Bruce Riedel: You seem determined to get me in trouble right from the beginning. No, I don’t think Israel is a suicidal state at all. I think Israel is a very rational acting state. That doesn’t mean that all of its decisions are the right decisions. I put it to you in a slightly different way: Israel is a nuclear weapon state. It doesn’t admit that, the U.S. government doesn’t admit that, the whole world kind of pretends that’s not the case, but we all know it’s true. Israel is the only nuclear weapon state in the greater Middle East. Unless you count Pakistan, but I wouldn’t count Pakistan on this. It therefore has a monopoly on nuclear weapons. And let’s be honest: every country that has enemies, and almost every country that doesn’t have enemies that has nuclear weapons, would like to have a monopoly. The United States would have loved to have kept its monopoly on nuclear weapons. And if we could have figured out a way to keep Stalin from getting them, we would have. Stalin didn’t want communist China to get nuclear weapons, and neither did his successors. And the soviets seriously considered military force against the Chinese. So, wanting to maintain a monopoly on nuclear weapons is not an insane policy; it’s an understandable policy.
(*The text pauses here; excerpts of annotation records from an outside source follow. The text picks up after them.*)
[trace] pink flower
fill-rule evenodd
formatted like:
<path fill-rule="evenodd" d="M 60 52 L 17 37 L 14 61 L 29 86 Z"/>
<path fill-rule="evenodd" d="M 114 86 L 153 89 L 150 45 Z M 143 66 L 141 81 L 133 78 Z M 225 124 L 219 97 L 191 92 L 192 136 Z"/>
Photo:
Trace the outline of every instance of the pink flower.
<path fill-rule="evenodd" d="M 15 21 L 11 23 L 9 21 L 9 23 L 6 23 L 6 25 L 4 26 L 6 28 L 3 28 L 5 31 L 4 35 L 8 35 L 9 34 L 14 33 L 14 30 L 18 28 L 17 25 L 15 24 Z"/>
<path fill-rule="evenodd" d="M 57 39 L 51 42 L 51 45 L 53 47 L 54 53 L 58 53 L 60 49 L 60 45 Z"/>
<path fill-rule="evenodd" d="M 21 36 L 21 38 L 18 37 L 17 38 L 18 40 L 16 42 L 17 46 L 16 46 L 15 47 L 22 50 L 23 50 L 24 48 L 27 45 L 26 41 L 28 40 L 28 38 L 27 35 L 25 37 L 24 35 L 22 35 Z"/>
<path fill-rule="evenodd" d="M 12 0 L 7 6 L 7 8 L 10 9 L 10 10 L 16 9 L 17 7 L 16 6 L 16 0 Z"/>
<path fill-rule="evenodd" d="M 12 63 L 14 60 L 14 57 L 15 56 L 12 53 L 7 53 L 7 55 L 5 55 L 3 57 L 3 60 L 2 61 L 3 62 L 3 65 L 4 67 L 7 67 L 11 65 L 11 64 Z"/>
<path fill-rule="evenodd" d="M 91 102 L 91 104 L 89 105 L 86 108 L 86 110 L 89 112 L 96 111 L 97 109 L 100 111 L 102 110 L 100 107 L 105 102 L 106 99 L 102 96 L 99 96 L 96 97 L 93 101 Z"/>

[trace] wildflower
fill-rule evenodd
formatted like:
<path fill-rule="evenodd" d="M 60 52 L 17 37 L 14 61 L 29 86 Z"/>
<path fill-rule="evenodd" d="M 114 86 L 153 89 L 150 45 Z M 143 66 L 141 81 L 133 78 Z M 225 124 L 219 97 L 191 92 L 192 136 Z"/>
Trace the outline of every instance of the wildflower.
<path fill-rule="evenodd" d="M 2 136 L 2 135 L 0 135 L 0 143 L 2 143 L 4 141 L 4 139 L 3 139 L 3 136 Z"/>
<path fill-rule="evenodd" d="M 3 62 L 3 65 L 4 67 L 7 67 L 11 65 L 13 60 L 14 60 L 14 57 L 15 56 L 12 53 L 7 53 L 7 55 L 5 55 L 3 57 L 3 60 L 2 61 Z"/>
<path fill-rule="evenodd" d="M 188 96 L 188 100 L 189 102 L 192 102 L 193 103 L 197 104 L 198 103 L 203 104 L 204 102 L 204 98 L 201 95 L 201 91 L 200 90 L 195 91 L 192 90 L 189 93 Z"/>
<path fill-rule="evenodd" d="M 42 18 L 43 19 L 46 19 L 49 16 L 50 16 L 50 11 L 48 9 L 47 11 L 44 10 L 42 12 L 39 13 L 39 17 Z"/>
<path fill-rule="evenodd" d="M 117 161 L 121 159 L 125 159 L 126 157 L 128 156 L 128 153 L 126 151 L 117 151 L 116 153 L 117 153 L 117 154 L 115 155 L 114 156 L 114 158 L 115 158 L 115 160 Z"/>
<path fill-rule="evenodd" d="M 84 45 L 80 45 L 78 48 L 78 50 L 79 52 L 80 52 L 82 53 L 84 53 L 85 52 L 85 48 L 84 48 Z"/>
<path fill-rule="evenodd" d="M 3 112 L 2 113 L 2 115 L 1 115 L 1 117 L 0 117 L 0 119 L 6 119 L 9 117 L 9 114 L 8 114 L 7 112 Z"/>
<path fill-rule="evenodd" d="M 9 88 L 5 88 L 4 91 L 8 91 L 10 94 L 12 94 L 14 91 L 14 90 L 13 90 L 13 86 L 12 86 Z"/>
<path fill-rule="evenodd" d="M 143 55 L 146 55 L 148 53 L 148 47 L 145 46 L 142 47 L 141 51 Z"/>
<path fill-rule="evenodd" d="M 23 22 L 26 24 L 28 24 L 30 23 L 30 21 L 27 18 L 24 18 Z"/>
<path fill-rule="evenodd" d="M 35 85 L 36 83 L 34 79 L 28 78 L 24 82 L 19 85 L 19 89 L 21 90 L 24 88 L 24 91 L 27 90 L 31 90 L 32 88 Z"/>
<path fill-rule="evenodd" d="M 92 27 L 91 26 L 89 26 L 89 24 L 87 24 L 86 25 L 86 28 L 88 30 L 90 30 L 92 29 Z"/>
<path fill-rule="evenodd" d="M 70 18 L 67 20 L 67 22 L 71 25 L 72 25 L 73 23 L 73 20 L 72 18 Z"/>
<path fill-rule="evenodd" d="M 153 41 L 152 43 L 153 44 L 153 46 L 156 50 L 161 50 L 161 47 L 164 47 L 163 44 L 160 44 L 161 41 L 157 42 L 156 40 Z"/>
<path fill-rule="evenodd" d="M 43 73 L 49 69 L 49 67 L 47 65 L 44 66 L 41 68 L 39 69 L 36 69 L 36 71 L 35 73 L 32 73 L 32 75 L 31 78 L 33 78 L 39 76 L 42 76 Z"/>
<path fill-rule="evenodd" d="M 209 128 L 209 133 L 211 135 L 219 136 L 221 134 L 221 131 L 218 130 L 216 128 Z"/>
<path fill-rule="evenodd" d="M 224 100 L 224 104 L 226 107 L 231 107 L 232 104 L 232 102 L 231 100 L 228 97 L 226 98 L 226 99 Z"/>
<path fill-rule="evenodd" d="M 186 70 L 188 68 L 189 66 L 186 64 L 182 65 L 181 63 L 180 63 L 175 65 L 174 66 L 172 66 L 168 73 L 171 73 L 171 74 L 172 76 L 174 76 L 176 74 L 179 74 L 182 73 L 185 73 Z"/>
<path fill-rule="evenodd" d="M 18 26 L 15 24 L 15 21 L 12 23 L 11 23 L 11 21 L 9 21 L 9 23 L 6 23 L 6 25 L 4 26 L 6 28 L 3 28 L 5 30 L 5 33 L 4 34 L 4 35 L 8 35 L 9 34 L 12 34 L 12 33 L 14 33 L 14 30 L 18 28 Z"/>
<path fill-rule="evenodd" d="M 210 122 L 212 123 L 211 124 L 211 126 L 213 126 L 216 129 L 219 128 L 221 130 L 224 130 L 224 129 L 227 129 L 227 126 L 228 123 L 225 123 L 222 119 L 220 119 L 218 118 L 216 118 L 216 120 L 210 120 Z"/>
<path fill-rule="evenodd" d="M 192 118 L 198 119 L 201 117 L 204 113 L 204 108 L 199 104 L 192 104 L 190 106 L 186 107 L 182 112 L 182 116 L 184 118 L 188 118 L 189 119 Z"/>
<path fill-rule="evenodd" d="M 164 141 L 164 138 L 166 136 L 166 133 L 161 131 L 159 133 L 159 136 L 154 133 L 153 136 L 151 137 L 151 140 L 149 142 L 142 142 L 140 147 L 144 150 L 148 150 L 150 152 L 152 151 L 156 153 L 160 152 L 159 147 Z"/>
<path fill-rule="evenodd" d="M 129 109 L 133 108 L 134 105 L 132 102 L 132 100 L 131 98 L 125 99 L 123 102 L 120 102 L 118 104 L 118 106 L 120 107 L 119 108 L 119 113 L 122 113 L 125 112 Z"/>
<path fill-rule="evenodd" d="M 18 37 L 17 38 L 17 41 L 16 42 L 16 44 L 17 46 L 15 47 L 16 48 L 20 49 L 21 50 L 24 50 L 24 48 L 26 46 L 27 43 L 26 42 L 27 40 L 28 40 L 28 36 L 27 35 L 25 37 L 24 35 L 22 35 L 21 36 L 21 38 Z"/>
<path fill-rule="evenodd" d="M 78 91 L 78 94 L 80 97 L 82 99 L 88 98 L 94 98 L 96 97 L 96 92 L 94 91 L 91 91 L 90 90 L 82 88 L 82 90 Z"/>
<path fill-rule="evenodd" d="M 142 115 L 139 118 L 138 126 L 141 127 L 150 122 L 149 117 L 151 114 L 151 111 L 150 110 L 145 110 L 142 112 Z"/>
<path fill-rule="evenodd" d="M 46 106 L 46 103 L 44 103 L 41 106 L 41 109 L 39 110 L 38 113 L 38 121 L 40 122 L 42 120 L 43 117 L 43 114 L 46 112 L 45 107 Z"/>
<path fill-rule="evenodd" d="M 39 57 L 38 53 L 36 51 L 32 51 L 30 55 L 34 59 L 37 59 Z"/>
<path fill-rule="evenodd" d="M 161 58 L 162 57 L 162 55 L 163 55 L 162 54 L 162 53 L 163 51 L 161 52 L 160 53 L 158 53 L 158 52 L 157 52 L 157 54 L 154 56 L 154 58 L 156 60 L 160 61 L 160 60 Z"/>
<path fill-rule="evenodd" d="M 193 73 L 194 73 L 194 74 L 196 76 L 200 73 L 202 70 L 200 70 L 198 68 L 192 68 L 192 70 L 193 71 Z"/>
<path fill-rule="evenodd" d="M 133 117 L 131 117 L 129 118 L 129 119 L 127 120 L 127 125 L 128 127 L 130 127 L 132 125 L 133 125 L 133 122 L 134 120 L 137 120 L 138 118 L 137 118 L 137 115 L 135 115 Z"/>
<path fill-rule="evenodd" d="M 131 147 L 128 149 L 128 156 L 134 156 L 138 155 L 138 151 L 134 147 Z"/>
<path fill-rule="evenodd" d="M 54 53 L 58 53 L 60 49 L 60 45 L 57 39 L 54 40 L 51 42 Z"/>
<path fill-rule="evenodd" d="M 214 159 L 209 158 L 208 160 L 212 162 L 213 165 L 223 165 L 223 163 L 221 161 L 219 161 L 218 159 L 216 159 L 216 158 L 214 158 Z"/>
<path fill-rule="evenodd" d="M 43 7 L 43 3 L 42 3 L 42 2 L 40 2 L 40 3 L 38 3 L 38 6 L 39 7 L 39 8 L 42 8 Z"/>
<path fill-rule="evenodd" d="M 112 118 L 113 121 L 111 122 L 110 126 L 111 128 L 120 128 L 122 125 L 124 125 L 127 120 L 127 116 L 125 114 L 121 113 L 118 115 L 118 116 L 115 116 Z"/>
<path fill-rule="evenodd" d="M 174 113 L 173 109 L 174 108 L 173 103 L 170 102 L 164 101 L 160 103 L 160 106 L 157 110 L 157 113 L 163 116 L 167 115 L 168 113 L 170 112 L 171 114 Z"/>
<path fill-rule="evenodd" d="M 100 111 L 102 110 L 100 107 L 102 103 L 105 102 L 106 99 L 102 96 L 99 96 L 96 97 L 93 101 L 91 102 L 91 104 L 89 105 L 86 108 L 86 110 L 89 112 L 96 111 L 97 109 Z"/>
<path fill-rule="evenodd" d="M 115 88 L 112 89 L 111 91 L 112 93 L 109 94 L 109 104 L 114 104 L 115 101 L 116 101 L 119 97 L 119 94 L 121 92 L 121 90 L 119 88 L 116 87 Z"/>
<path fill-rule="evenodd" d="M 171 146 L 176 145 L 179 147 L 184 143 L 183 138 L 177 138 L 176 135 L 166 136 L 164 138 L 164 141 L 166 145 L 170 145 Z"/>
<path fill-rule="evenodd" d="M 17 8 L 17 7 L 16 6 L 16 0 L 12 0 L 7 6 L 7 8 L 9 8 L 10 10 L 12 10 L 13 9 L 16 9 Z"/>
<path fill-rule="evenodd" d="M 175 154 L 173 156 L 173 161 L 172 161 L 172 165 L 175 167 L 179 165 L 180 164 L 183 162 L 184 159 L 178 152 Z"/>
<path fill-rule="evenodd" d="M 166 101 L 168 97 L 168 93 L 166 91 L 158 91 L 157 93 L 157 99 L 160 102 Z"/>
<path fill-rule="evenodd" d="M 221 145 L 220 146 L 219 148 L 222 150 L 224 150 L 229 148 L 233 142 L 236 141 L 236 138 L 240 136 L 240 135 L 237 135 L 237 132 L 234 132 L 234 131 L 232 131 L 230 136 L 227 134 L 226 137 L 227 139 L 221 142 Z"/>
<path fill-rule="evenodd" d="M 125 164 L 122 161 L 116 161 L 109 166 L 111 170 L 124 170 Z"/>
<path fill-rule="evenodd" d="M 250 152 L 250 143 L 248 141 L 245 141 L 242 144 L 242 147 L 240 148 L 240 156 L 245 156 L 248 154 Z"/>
And Israel, since 1968, has pursued a policy of maintaining its monopoly. Prime Minister Begin introduced what he called the Begin Doctrine in 1981 when he took out the Iraqi-Assyric reactor. He never said that “I’m taking out the Iraqi nuclear reactor in order to maintain a monopoly on Israel’s nuclear weapons.” Of course not! No one’s going to say that, but that’s what he did. Israel has used military force against Iraq in 1981, against Syria. It has used other mechanisms against other aspiring Arab nuclear weapons programs. Israel in the 1990s, for example, was, along with the United States, the biggest provider of intelligence to the United Nations special commission trying to disarm Iraq and eliminate its weapons of mass destruction program. We all know now that that effort succeeded. There was nothing wrong with Israel doing that in the 1990s—U.N. Security Council resolutions asked it to do so. Israel has, for understandable reasons, wanted to maintain a nuclear weapons monopoly in a region that is dangerous—very, very dangerous.